You know if you use temple_os you don’t have to worry about updates?
It is impossible to update perfection
You do have to worry about some things though. I couldn’t say what those things are, but I have a hunch that temple_os users have some pretty unique worries.
Help! My boot loader got corrupted by SATAN!
You need to excorcise those daemons!
WTF are all these “Refresh of version…” updates? Am I unfresh? Do I need to bathe? (probably)
Edit: It’s like it saw my post from yesterday and said “oh you like that do you?”
I had been wondering about that too so I looked it up and apparently it’s just what discover displays whenever there’s an update that doesn’t change the version number which is things like rebuilds with a newer compiler. Very confusing wording, I feel like just “update of version [version]” would be less confusing
This is why semver is a thing. If a program is released under 1.1.x, and then recompiled with a new compiler, then it can be 1.1.y where y > x
A recompilation or repackaging of Linux 6.6.6 is still Linux 6.6.6
Yeah, but in the context of flatpak isn’t the distribution managed by the developer themselves?

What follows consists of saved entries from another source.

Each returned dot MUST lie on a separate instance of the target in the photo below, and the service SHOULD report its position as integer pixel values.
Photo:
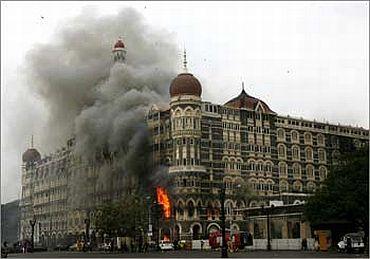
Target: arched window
(307, 138)
(295, 152)
(310, 172)
(254, 184)
(311, 187)
(228, 208)
(270, 185)
(282, 169)
(296, 170)
(322, 173)
(335, 156)
(281, 134)
(320, 140)
(283, 186)
(268, 166)
(322, 155)
(252, 165)
(297, 186)
(281, 151)
(295, 136)
(190, 209)
(309, 154)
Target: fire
(163, 199)
(166, 238)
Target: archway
(177, 232)
(213, 227)
(196, 231)
(166, 234)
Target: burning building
(243, 142)
(203, 147)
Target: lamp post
(267, 210)
(150, 227)
(87, 230)
(223, 225)
(32, 223)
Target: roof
(185, 84)
(31, 155)
(119, 44)
(243, 100)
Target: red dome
(185, 84)
(119, 44)
(243, 100)
(31, 155)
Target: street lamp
(267, 210)
(223, 225)
(87, 230)
(32, 223)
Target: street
(193, 254)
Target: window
(311, 186)
(295, 136)
(307, 138)
(320, 140)
(322, 155)
(310, 172)
(296, 170)
(297, 186)
(282, 169)
(295, 153)
(283, 186)
(281, 134)
(309, 154)
(281, 151)
(322, 173)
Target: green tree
(345, 194)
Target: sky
(304, 59)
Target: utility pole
(223, 223)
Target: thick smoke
(103, 104)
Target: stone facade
(204, 146)
(207, 145)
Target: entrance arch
(213, 227)
(196, 230)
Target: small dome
(243, 100)
(31, 155)
(185, 84)
(119, 44)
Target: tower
(119, 51)
(185, 168)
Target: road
(193, 254)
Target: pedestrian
(304, 244)
(349, 245)
(316, 245)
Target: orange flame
(166, 238)
(163, 199)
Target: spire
(185, 62)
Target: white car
(357, 243)
(166, 245)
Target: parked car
(166, 245)
(104, 247)
(73, 247)
(351, 242)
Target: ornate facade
(207, 146)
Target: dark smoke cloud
(101, 103)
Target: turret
(119, 51)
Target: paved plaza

Also, in the distro release version case, they usually add something distro specific to differentiate it.
I mean, I just set my system to only check for updates once a week.
There’s no real reason to install every update, the second it’s available. If there’s a big security fix you should get asap, you’ll hear about it.

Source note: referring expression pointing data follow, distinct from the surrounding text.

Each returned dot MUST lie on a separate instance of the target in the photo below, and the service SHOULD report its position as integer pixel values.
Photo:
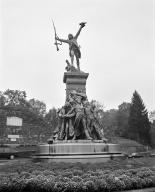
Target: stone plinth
(83, 151)
(75, 81)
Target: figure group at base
(74, 48)
(77, 119)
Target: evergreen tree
(139, 125)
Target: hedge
(77, 180)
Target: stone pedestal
(83, 151)
(75, 81)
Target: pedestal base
(83, 151)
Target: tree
(139, 125)
(109, 123)
(122, 119)
(15, 97)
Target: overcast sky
(117, 45)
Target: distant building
(14, 129)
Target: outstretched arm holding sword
(56, 37)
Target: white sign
(14, 121)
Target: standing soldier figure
(74, 49)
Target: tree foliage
(139, 125)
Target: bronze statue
(74, 49)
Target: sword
(56, 42)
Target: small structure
(14, 129)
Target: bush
(48, 178)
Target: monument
(79, 136)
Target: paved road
(9, 162)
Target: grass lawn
(28, 165)
(114, 175)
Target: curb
(152, 189)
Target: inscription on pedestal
(75, 81)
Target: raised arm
(81, 26)
(62, 40)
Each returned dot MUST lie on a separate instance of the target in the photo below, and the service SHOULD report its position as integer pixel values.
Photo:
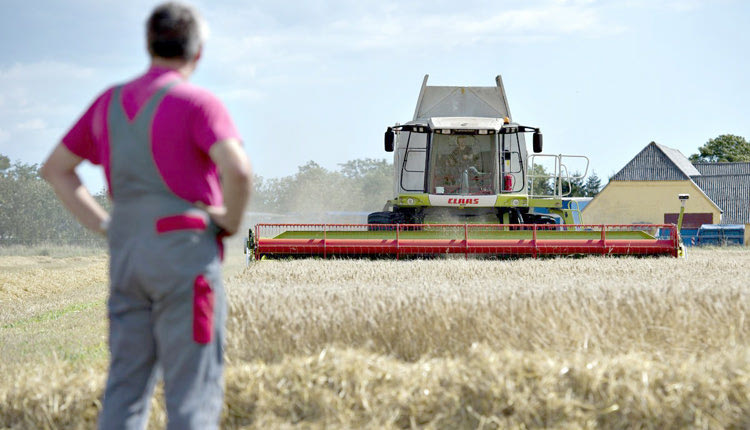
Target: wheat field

Yeah I think I’m gonna do that, thanks
That little up arrow in the sys tray might as well be a gun to my head
Which is why you reduce the frequency at which the system checks for updates.
Once I get notified it’s irresistible.
Joke’s on you, I use Arch and already reboot twice a day for updates.

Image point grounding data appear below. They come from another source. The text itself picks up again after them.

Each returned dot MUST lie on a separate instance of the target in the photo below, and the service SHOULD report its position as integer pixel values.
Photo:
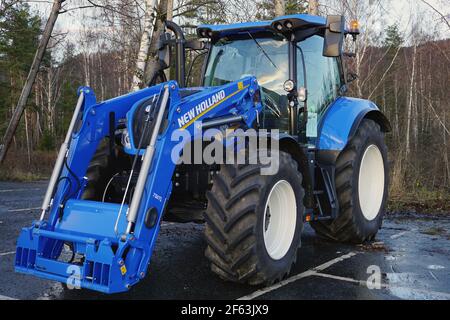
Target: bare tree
(313, 7)
(141, 61)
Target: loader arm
(113, 243)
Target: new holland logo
(201, 108)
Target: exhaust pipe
(179, 52)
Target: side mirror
(351, 77)
(164, 50)
(334, 36)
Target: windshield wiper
(262, 50)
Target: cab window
(323, 79)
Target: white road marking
(7, 253)
(24, 209)
(299, 276)
(435, 294)
(398, 235)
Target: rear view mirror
(164, 50)
(334, 36)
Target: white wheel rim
(280, 218)
(371, 182)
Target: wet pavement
(410, 259)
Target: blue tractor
(118, 174)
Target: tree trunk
(313, 7)
(153, 66)
(150, 6)
(30, 80)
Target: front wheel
(362, 187)
(254, 222)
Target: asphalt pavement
(410, 259)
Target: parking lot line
(7, 253)
(299, 276)
(24, 209)
(435, 294)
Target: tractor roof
(297, 20)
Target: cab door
(323, 82)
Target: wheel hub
(371, 182)
(280, 218)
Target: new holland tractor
(115, 179)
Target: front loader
(119, 171)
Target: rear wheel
(362, 187)
(254, 222)
(99, 171)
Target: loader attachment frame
(112, 243)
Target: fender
(343, 118)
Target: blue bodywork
(222, 30)
(342, 118)
(114, 262)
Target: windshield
(264, 58)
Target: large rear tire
(362, 187)
(254, 222)
(99, 171)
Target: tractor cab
(297, 60)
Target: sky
(400, 12)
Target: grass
(420, 200)
(17, 167)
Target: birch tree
(144, 46)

You’re rebooting for updates?? I just use an infinite recursion of chroots.
“The day the chroots came chrashing down”
This is the part i dislike like with Fedora compared with Ubuntu. It is so many updates.
But since you can choose the time when to install the updates, there is a less of a problem.
Normally you don’t notice any difference. And updates is much faster to install on Linux in general. Windows eats loads of CPU.
This is why I use the LTS edition for my OS
Edit: I’m a dum dum and didn’t know flatpak updates showed up like that.
At some point I think some devs might be refactoring a switch-case into an if-else and calling it an “update” to troll downstreams.
apparently fools consider a finished app “dead” or “abandoned” if there isn’t a new release every week. so yeah, dev’s will just change a comment to not have their apps shunned
xfce ftw
new features? We don’t do that here.
Wait what, the newest version has been released december 2022?
The point of my original post was that their update cadence is slower. The point of my followup reply is that they are not devoid of updates, either.
They have a release every 1-2 years, and it’s packed full for various tweeks, improvements, and new features. They fix broken shit, and enhance where it makes sense.
I don’t need my window manager to get fad features, and I don’t need constant updates. It does what I want it to do already.
xfce ftw.
Try whatever ublue floats your boat, it all happens in the background, the power of atomic updates baby, if something breaks, just go back to the previous one…
I get the same messages, despite using uBlue.
It’s because of Flatpak.I disabled the notifications and enabled daily/ weekly auto-updates of Flatpaks, otherwise I would get spammed to oblivion.
Atomic updates!? I don’t think my PC has the proper radiation shielding for atomic updates…
Flatpak runtimes aren’t part of atomic updates.